Após 15 anos no poder, o premiê Benjamin Netanyahu associa-se, cada vez mais, com nacionalistas religiosos e ultraortodoxos que negam aos palestinos o direito de existir. Governando Gaza com mão de ferro desde 2006, o grupo extremista Hamas defende que a Palestina só será livre quando Israel desaparecer. O colonialismo de alguns anda de mãos dadas com o terrorismo de outros.
Essas posições não são necessariamente majoritárias, mas refletem a dinâmica do poder local. Políticos israelenses de centro e de esquerda, geralmente mais abertos às negociações de paz com os palestinos, encontram dificuldade de formular uma agenda que atenue o medo do cidadão comum. Ao negarem uma lógica de segurança a qualquer custo, perdem espaço político.
O mesmo ocorre entre os grupos em Gaza e na Cisjordânia. A Autoridade Palestina, fruto das conversas com Israel sobre a criação de um Estado palestino (que completam três décadas), tem sido incapaz de dar a seu povo qualquer esperança de independência. Os anos de paralisia política custaram-lhe legitimidade e força, abrindo caminho para o radicalismo.
Vale também ressaltar, como segundo ponto, que o conflito se inscreve num quadro geopolítico mais amplo. A força militar do Hamas vem do Irã, um dos atores mais poderosos da região. Opondo-se ao regime iraniano temos a Arábia Saudita, que vem dando passos concretos, mediados pelos Estados Unidos, de aproximação com Israel.
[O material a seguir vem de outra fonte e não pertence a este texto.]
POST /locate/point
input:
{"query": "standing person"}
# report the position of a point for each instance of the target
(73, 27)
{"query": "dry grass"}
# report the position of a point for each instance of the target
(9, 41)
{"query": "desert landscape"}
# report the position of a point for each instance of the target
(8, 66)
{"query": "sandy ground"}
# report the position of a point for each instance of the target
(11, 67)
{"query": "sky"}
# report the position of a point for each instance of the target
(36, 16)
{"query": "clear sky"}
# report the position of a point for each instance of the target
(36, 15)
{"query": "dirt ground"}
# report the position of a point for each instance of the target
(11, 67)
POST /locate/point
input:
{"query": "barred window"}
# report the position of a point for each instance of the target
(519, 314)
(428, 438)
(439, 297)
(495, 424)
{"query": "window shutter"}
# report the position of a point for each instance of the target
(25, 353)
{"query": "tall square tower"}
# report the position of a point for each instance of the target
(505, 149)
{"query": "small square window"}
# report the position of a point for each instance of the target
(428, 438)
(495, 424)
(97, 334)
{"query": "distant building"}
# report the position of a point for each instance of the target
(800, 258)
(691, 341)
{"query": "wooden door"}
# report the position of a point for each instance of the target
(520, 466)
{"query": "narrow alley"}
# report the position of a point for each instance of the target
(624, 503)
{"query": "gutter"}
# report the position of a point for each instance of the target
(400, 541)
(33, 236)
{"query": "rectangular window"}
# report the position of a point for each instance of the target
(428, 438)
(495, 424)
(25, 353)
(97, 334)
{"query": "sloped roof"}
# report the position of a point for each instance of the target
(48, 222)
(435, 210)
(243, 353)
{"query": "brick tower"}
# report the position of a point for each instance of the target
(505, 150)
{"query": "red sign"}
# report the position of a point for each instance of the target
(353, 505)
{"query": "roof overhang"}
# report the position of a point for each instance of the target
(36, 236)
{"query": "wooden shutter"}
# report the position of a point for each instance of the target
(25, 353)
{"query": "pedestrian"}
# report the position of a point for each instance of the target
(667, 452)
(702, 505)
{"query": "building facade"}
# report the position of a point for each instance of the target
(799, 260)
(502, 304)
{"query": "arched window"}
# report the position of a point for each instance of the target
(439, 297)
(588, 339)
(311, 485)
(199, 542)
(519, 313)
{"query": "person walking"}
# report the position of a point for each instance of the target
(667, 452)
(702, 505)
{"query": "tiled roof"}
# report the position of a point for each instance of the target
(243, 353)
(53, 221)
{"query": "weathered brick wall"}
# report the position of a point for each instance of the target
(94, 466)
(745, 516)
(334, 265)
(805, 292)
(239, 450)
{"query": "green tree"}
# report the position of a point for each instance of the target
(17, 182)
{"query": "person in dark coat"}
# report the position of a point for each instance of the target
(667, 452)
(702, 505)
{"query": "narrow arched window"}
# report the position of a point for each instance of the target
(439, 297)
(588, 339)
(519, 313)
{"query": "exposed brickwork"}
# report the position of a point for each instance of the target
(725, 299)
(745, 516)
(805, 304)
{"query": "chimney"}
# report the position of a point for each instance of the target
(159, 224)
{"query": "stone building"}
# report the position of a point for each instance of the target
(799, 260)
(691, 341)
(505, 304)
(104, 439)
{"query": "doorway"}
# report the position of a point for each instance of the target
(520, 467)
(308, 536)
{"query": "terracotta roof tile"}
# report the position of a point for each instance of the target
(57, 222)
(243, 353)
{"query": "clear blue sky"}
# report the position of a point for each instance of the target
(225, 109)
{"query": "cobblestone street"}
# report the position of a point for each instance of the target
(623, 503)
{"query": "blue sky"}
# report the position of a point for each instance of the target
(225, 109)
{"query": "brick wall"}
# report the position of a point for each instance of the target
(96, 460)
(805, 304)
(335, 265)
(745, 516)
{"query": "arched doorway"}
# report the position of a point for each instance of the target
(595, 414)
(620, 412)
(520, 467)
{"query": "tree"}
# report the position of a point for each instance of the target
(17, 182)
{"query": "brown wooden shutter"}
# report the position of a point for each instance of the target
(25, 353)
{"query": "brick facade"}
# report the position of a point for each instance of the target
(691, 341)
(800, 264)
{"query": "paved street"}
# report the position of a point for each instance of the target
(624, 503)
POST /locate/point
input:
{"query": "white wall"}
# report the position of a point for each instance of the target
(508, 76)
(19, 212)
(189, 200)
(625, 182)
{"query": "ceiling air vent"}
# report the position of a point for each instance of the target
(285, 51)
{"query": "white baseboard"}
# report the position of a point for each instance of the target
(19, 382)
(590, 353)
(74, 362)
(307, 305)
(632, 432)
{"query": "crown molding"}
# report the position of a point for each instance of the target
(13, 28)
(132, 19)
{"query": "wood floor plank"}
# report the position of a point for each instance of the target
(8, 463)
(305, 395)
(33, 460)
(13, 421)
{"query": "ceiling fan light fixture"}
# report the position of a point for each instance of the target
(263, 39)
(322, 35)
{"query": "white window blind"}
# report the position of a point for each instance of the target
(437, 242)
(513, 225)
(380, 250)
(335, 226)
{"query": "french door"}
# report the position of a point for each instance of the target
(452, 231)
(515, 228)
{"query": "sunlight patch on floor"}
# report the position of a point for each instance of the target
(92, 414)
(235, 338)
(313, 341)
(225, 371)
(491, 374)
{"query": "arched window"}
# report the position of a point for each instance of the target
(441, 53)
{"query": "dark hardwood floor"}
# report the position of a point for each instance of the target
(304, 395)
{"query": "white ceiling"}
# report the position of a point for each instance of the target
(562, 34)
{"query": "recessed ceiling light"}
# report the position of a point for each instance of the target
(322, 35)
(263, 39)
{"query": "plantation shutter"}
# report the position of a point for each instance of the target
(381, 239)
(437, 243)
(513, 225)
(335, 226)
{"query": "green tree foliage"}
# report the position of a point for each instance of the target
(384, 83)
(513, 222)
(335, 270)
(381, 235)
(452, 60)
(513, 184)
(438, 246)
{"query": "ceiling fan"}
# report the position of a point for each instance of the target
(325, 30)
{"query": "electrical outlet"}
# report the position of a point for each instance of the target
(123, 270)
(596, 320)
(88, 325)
A agressão do Hamas, portanto, pode ser compreendida como uma tentativa iraniana de romper o eixo saudita-israelense. Como o Irã também abastece militarmente o Hezbollah, grupo xiita que controla o sul do Líbano, não surpreendem os ataques contra Israel vindos da fronteira libanesa.
O atual quadro poderá comprometer não só a aproximação entre Arábia Saudita e Israel, como jogar por terra os esforços diplomáticos norte-americanos de contenção do Irã na região. Esse é um desafio ao governo Biden, que enfrentará uma eleição dura no próximo ano, com Donald Trump liderando as pesquisas.
Buscando desescalar as tensões entre israelenses e palestinos está a Turquia de Recep Erdogan. Faz alguns anos que os turcos desejam assumir mais protagonismo na geopolítica do Oriente Médio. Hoje, buscam fazê-lo em contraposição aos interesses iranianos e sauditas, beneficiando-se da interlocução que possuem com Israel e com o Hamas.
Mas esse será só o primeiro passo de um processo muito mais complicado. Esse é o terceiro ponto: enquanto Netanyahu e seus aliados de extrema direita estiverem no poder, a única linguagem na relação com os palestinos será a do conflito. A oposição já sinalizou a possibilidade de um governo de união nacional, mas que dependerá dos rumos da guerra. Se Netanyahu tiver respaldo popular, essa hipótese se esvai.
O mesmo vale para os palestinos. Enquanto a Autoridade Palestina de Mahmoud Abbas não conseguir retomar as conversas para a criação de um Estado palestino, o Hamas e outros grupos extremistas seguirão dominando a discussão. Sua única linguagem, como podem imaginar, é a do conflito.
É importante, por fim, olharmos para o futuro em busca de uma solução. Ela passa pelo restante do mundo - e o Brasil possui uma posição privilegiada nesse sentido. Por sua trajetória de equilíbrio frente ao tema, dialoga bem com Israel e com a Autoridade Palestina. A partir da presidência do Conselho de Segurança da ONU, o país será fundamental para buscar medidas coletivas que interrompam as agressões.
A diplomacia brasileira tem de atuar de maneira estratégica e resoluta em defesa da paz e da solução de dois Estados. A recente expansão dos BRICS, com a entrada de sauditas e iranianos, confere ao Brasil oportunidade única para resgatar as vias de diálogo. Se Lula quer deixar um grande legado diplomático em seu terceiro mandato, esse pode ser um caminho, que deverá ser perseguido com sabedoria e moderação.